At this point Springfield is not unaware that the series is some plumb, however, and he plans to stick around. But he notes: "Things really aren't too long-range around here, you understand."
A month ago, even at the pinnacle of its popularity, GENERAL HOSPITAL lost all its writers. It is not clear if they were sacked or resigned en masse. "I don't want to talk about it," says ABC daytime chief Jacqueline Smith. "The show is a joke, and I don't want my name on it," snaps Pat Falken-Smith, the million-dollar-a-year chief writer who created the scripts that made the series famous.
Ms. Smith has been writing DAYS OF OUR LIVES for years when producer Gloria Monty brought her over to help overhaul GENERAL HOSPITAL. "So Laura had just married Scotty," she recalls, "and everybody was married and everybody was happy, and I said, 'Listen, thanks a lot, leaving me all this happiness.' And the thing to do was immediately get Laura unhappy. So we raped her.
"As it happens, I am famous for my rape stories."
That was the beginning of the Luke and Laura dreadnought. "The show went from No. 15 to No. 1 in two years, and I think that tells its own story," says Pat Smith, who considered herself at least as responsible for the GENERAL HOSPITAL phenomenon as anyone else. Personal differences with Jacqueline Smith and the hard-driving, demanding Ms. Monty -- who has been hospitalized and is not available for comment -- undid her, as did last spring's writers' strike. In her three-month absence from her typewriter, interim hirelings turned out the much-talked-about Ice Princess story. "The most convoluted, insipid, insane...crappy idea in the world," she says, shuddering.

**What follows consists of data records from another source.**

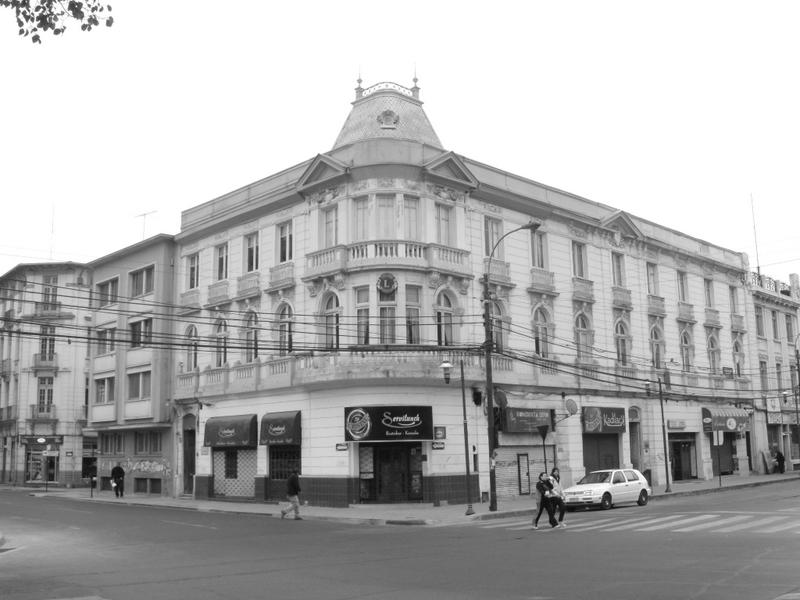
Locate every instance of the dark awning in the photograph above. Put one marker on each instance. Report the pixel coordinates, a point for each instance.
(232, 431)
(280, 428)
(725, 418)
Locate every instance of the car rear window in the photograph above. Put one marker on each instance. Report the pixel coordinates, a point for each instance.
(631, 476)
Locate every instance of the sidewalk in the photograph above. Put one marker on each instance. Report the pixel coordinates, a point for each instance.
(397, 514)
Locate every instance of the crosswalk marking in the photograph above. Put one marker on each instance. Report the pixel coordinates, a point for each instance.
(714, 523)
(673, 524)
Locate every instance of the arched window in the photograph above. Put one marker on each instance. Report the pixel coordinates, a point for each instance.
(657, 347)
(192, 343)
(686, 351)
(713, 354)
(621, 342)
(331, 318)
(498, 326)
(285, 329)
(541, 333)
(583, 338)
(221, 343)
(738, 357)
(444, 320)
(251, 337)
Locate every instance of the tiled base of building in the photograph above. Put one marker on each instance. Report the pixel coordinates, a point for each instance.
(341, 492)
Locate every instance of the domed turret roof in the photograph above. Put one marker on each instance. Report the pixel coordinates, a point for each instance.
(387, 110)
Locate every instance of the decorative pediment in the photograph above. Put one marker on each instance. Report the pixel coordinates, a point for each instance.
(622, 223)
(449, 168)
(323, 171)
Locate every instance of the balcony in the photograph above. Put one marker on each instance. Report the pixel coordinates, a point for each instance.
(248, 285)
(45, 362)
(340, 260)
(9, 413)
(686, 312)
(582, 289)
(43, 412)
(656, 306)
(281, 277)
(621, 298)
(542, 282)
(218, 293)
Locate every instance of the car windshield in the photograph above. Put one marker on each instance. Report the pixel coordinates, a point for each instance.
(596, 477)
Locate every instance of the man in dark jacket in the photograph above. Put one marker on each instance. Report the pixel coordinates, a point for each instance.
(293, 495)
(118, 480)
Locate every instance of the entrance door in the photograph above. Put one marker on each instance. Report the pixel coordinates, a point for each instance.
(523, 474)
(392, 473)
(188, 461)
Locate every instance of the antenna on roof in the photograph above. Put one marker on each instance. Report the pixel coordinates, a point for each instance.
(144, 219)
(755, 238)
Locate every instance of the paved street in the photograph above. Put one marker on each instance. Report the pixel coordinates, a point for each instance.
(740, 544)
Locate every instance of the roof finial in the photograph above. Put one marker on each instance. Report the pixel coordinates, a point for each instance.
(359, 89)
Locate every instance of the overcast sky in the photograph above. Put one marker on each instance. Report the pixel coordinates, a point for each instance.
(677, 112)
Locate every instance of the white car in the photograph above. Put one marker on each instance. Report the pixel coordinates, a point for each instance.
(607, 488)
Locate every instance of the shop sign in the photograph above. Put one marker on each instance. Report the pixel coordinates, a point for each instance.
(602, 419)
(527, 420)
(388, 423)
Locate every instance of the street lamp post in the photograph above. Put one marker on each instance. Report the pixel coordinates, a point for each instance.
(488, 342)
(446, 369)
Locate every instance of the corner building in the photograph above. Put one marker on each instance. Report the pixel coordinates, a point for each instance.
(316, 306)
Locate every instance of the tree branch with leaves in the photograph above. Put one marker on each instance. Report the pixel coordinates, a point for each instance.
(37, 17)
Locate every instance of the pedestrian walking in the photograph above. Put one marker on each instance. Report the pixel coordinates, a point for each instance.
(118, 480)
(781, 460)
(557, 498)
(544, 488)
(293, 496)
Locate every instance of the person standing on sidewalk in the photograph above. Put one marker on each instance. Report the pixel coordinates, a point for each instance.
(544, 488)
(293, 496)
(118, 480)
(557, 497)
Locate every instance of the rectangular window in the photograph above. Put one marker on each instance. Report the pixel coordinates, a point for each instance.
(285, 242)
(733, 295)
(618, 269)
(362, 315)
(105, 340)
(538, 258)
(579, 259)
(142, 281)
(683, 287)
(492, 232)
(139, 386)
(443, 225)
(45, 394)
(387, 220)
(251, 253)
(193, 270)
(413, 294)
(104, 390)
(108, 292)
(330, 227)
(411, 217)
(652, 279)
(360, 219)
(760, 322)
(708, 286)
(221, 260)
(141, 333)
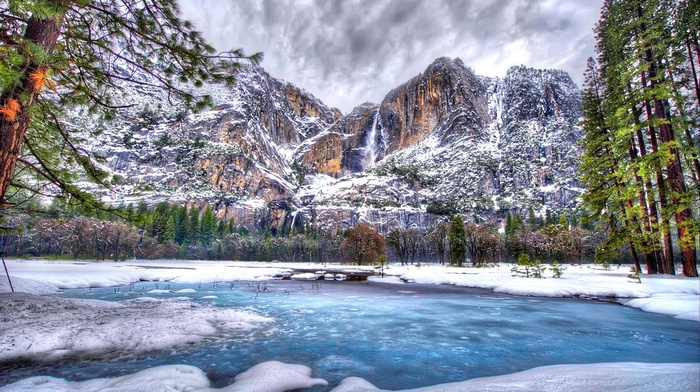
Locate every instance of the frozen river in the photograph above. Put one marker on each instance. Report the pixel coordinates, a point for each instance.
(395, 336)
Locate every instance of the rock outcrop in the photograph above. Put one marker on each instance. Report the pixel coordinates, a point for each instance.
(271, 155)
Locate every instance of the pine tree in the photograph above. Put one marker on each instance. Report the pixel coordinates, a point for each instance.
(193, 226)
(207, 227)
(645, 102)
(457, 238)
(169, 235)
(72, 47)
(181, 226)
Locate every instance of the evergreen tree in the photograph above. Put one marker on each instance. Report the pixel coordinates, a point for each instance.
(193, 226)
(73, 47)
(221, 229)
(207, 227)
(642, 101)
(169, 235)
(457, 238)
(159, 220)
(181, 226)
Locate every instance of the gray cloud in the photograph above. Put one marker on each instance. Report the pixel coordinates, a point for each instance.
(347, 52)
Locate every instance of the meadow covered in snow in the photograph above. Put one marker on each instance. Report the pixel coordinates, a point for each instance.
(36, 324)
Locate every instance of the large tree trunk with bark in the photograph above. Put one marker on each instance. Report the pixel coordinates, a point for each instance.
(44, 33)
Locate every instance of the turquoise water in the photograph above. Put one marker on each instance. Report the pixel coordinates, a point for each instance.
(398, 336)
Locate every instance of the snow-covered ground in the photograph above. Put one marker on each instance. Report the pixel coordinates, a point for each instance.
(32, 325)
(677, 296)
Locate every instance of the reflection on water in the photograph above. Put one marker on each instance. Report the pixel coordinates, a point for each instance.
(399, 336)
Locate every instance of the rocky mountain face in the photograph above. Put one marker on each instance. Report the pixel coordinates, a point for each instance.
(272, 155)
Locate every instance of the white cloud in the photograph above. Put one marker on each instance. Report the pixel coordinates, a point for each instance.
(351, 51)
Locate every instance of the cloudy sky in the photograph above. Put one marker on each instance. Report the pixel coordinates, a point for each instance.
(347, 52)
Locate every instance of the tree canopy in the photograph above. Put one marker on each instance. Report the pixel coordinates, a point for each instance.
(60, 54)
(641, 116)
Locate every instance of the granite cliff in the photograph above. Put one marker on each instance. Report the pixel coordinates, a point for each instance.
(270, 154)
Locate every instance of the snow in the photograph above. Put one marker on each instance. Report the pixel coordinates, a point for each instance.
(36, 326)
(673, 295)
(270, 376)
(52, 327)
(638, 377)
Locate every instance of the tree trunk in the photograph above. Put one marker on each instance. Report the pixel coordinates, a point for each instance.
(647, 249)
(44, 33)
(651, 203)
(675, 180)
(693, 71)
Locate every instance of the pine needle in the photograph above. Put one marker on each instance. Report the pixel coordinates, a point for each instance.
(10, 109)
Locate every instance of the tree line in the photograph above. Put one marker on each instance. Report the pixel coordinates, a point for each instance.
(166, 231)
(641, 114)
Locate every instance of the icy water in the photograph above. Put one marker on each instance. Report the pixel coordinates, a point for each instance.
(400, 336)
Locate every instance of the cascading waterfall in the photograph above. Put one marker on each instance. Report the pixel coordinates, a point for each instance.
(371, 148)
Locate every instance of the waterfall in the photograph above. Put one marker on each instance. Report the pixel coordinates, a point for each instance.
(371, 148)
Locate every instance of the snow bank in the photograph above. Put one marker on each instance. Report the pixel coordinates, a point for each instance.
(22, 285)
(630, 376)
(265, 377)
(76, 274)
(41, 326)
(279, 377)
(673, 295)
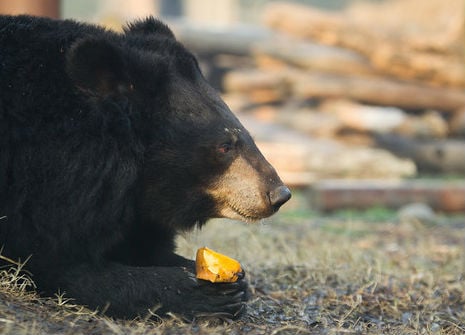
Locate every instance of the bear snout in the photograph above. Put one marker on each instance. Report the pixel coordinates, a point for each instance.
(279, 196)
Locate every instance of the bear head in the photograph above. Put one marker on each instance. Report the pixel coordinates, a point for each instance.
(197, 160)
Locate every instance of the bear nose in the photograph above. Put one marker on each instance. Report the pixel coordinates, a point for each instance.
(279, 196)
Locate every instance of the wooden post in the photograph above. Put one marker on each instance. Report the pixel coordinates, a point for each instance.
(50, 8)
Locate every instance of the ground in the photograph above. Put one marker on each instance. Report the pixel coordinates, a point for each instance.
(350, 273)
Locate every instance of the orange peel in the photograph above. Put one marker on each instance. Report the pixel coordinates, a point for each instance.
(215, 267)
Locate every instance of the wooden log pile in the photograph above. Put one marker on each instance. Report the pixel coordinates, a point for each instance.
(389, 74)
(375, 91)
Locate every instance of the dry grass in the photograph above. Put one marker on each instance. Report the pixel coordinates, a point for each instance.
(309, 275)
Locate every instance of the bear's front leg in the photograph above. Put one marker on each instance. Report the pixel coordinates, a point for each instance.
(126, 292)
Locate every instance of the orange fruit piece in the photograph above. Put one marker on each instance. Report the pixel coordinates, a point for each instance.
(215, 267)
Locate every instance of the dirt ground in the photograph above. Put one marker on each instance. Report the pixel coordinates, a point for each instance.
(309, 274)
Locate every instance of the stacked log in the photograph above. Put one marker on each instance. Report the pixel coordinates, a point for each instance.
(385, 75)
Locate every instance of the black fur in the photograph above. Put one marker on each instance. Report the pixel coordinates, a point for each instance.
(108, 142)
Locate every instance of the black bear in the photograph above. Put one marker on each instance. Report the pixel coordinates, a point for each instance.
(112, 143)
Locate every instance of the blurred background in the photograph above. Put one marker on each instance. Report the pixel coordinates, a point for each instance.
(357, 103)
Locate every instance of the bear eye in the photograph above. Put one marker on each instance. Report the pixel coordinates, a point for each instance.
(225, 148)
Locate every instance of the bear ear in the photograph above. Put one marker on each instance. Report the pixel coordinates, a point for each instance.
(149, 26)
(97, 65)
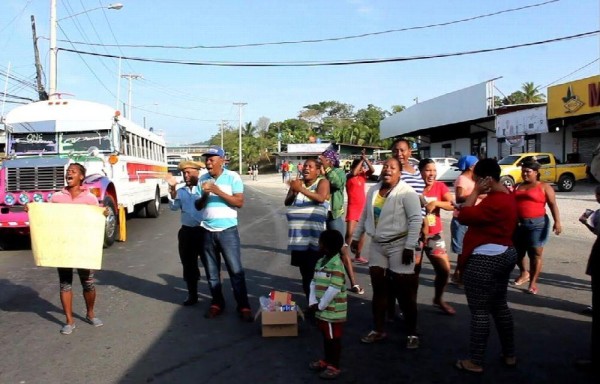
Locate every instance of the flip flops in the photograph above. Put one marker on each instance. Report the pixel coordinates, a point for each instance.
(518, 282)
(373, 337)
(468, 366)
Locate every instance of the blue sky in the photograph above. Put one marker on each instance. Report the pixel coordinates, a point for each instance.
(188, 102)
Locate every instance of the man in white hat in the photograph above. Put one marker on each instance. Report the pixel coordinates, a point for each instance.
(189, 236)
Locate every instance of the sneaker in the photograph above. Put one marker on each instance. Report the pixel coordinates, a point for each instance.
(317, 366)
(246, 315)
(213, 311)
(412, 342)
(96, 322)
(357, 289)
(67, 329)
(330, 373)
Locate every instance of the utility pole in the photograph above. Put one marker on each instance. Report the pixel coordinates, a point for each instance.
(240, 106)
(222, 126)
(130, 76)
(38, 65)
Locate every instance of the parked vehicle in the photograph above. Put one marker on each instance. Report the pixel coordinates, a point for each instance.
(126, 164)
(563, 175)
(447, 169)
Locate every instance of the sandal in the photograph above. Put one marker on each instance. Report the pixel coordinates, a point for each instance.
(445, 307)
(330, 373)
(373, 337)
(468, 366)
(357, 289)
(532, 291)
(508, 361)
(518, 282)
(318, 366)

Even as Elizabeth Taylor was on her way in, Pat Smith was on her way out, back to DAYS OF OUR LIVES. "It's totally true, 100 percent," says Ms. Smith of the story that Miss Taylor personally engineered the Luke-and-Laura nuptials. "She's a fan, you see. She wanted to be at the wedding. And the idea had already been scrapped. Everything is so capricious. You have a story conference every six weeks and things keep changing direction."
The wedding will kill GENERAL HOSPITAL, Miss Smith promises. "Stretch it out, stretch it out, never give them what they want, that's the whole art of daytime. The minute you get the kids married, well."